RHCSA Rapid Track
Configuring systemd-journald to permanently store the journal on disk.
Objectives
After completing this section, students should be able to configure systemd-journald to store its journal on disk rather than in memory.
Store the system journal permanently
By default, the systemd journal is kept in /run/log/journal, which
means it is cleared when the system reboots. The journal is a new
mechanism in Red Hat Enterprise Linux 7, and for most installations,
a detailed journal that starts with the last boot is sufficient.
If the directory /var/log/journal exists, the journal will log to
that directory instead. The advantage of this is the historic
data will be available immediately at boot. However, even with
a persistent journal, not all data will be kept forever. The
journal has a built-in log rotation mechanism that will trigger
monthly. In addition, by default, the journal will not be allowed
to get larger than 10% of the file system it is on, or leave less
than 15% of the file system free. These values can be tuned in
/etc/systemd/journald.conf, and the current limits on the size of
the journal are logged when the systemd-journald process starts,
as can be seen by the following command, which shows the top two
lines of journalctl output:
[root@serverX ~]#journalctl | head -2-- Logs begin at Wed 2014-03-05 15:13:37 CST, end at Thu 2014-03-06 21:57:54 CST. -- Mar 05 15:13:37 serverX.example.com systemd-journal[94]: Runtime journal is using 8.0M (max 277.8M, leaving 416.7M of free 2.7G, current limit 277.8M).
The systemd journal can be made persistent by creating the directory /var/log/journal as user root:
[root@serverX ~]#mkdir /var/log/journal
Ensure that the /var/log/journal directory is owned by the root user and group systemd-journal, and has the permissions 2755.
[root@serverX ~]#chown root:systemd-journal /var/log/journal[root@serverX ~]#chmod 2755 /var/log/journal
Either a reboot of the system or sending the special signal USR1 as user root to the systemd-journald process is required.
[root@serverX ~]#killall -USR1 systemd-journald
Since the systemd journal is now persistent across reboots, journalctl -b can reduce the output by only showing the log messages since the last boot of the system.

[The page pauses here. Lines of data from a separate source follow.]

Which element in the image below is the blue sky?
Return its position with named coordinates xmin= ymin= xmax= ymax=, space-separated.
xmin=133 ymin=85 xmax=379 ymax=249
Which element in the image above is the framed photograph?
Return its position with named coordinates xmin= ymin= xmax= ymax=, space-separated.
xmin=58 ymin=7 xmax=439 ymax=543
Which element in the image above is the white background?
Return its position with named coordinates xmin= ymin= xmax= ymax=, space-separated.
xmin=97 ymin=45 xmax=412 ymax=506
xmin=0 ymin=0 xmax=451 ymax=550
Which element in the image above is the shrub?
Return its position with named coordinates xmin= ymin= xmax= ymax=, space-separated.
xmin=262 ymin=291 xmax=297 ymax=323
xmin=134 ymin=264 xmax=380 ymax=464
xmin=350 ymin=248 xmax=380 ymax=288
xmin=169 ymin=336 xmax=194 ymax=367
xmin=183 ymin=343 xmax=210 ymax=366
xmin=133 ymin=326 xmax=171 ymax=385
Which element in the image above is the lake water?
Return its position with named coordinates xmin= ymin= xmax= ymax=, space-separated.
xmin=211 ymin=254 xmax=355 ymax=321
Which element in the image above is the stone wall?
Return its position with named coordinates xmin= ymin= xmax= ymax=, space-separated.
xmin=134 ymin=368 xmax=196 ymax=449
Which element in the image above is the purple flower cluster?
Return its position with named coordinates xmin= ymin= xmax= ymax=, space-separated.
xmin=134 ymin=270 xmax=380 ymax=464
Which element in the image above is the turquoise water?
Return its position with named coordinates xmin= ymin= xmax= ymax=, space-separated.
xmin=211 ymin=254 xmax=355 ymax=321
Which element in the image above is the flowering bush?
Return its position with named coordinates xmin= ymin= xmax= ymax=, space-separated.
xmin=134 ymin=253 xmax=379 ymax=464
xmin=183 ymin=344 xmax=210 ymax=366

[root@serverX ~]#journalctl -b
Note
When debugging a system crash with a persistent journal, it is usually required to limit the journal query to the reboot before the crash happened. The -b option can be accompanied by a negative number indicating to how many prior system boots the output should be limited. For example, the journalctl -b -1 limits the output to the previous boot.